何せあのムーアに認められたほどなんだからな」
「ムーアに認められたって?それ戦略級魔法使いの卵じゃない。
私欲しいなあ。うちのユニオンにはムーアやイーヴァの様な戦略級魔法使いいないし。ねえ、ファイ」
「…」
イーリスの問いかけにファイは何も答えない。
戦略級魔法使いはこの世界では希少である。現在戦略級魔法使いに位置づけられる存在は三人しかいない。
魔法使いは回数制限こそあるものの、一度に多くの敵を倒せるために作戦の中核となる場合が多い。
戦略級となれば一度の魔法で多くの敵を葬ることができる。
ただ、カロリング魔導国でもその存在は近年ほとんど排出されておらず、良くても戦術級までである。
「ところでファイはさっきからだんまりだけどどうしたの?」
「どうでもいい。

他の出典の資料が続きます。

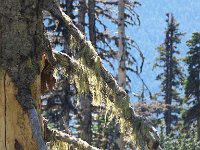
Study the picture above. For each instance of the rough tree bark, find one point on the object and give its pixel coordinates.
(21, 44)
(85, 107)
(121, 79)
(91, 15)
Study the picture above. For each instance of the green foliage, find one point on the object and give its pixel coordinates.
(192, 84)
(171, 76)
(185, 140)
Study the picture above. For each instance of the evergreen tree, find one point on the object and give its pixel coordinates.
(171, 76)
(192, 87)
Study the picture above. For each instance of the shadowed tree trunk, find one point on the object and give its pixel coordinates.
(121, 59)
(21, 44)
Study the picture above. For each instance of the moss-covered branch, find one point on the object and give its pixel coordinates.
(77, 142)
(144, 133)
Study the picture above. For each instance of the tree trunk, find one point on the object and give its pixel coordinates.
(81, 15)
(86, 117)
(91, 15)
(15, 131)
(21, 45)
(121, 58)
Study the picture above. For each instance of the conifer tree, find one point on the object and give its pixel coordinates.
(171, 75)
(192, 87)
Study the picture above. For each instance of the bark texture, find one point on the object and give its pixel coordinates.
(121, 59)
(81, 15)
(91, 15)
(21, 45)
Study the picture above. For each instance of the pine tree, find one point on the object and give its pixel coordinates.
(171, 76)
(192, 87)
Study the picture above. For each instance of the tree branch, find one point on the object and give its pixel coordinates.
(145, 134)
(77, 142)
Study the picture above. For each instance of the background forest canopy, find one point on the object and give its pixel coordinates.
(173, 110)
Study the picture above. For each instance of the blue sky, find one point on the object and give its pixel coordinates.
(150, 34)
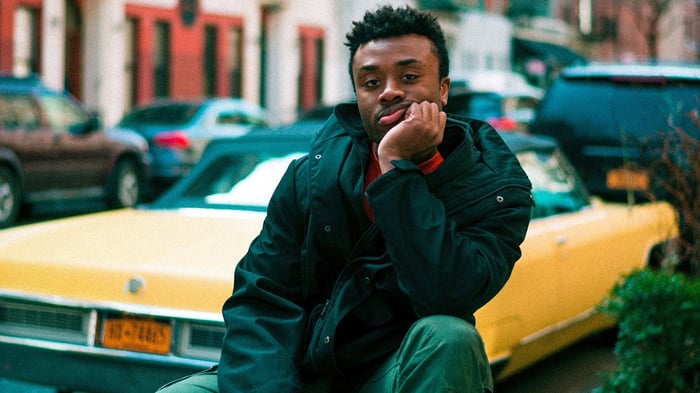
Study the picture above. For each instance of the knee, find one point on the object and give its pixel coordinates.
(452, 332)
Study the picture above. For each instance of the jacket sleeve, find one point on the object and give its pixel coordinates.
(452, 258)
(264, 323)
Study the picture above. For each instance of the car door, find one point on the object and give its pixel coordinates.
(24, 135)
(81, 151)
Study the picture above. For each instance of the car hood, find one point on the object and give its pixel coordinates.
(139, 257)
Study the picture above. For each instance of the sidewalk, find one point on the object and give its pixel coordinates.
(574, 370)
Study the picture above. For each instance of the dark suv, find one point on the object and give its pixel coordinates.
(613, 121)
(53, 149)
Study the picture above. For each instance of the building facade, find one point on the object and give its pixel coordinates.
(288, 55)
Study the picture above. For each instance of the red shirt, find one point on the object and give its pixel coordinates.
(373, 172)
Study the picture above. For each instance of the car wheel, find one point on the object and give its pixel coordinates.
(124, 188)
(9, 197)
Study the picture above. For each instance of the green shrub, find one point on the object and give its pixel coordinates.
(658, 344)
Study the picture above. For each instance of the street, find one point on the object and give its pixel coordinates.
(574, 370)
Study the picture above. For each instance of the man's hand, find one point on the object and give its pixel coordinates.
(415, 138)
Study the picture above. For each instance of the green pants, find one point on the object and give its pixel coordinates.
(438, 354)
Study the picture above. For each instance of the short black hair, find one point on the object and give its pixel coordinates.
(387, 21)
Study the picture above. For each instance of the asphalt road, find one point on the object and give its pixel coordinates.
(574, 370)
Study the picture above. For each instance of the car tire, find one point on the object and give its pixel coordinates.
(124, 188)
(10, 197)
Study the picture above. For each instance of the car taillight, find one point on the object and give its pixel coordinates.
(504, 123)
(172, 140)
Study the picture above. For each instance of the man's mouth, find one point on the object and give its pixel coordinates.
(393, 117)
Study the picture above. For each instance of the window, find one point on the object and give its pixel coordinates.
(161, 60)
(235, 62)
(210, 63)
(18, 112)
(61, 113)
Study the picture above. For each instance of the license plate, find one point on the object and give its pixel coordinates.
(140, 335)
(628, 179)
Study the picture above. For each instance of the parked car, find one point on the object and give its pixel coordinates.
(507, 111)
(53, 149)
(178, 131)
(612, 121)
(135, 294)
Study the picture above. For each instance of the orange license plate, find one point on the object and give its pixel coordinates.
(140, 335)
(628, 179)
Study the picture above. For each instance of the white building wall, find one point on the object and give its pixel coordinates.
(476, 41)
(54, 35)
(483, 42)
(250, 12)
(104, 58)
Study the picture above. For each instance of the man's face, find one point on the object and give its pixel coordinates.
(392, 73)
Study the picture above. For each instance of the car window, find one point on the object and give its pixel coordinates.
(554, 187)
(19, 111)
(602, 110)
(230, 118)
(170, 114)
(61, 113)
(242, 181)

…そろそろお開きにしないか?こちらも準備がある」
ファイはあからさまに不機嫌そうであった。
そんなファイを横目にドリアが目で笑っている。
状況がいまいち呑み込めないイーリスは首を傾げる。
「…そうだな。ここらへんでお開きにするか。長引かせて悪かった。
話した通り決行は今日の明け方だ。ああそうだ。一応聞いておくが、足が必要な奴はいるか?」
ゼームスは皆に問うが反応はない。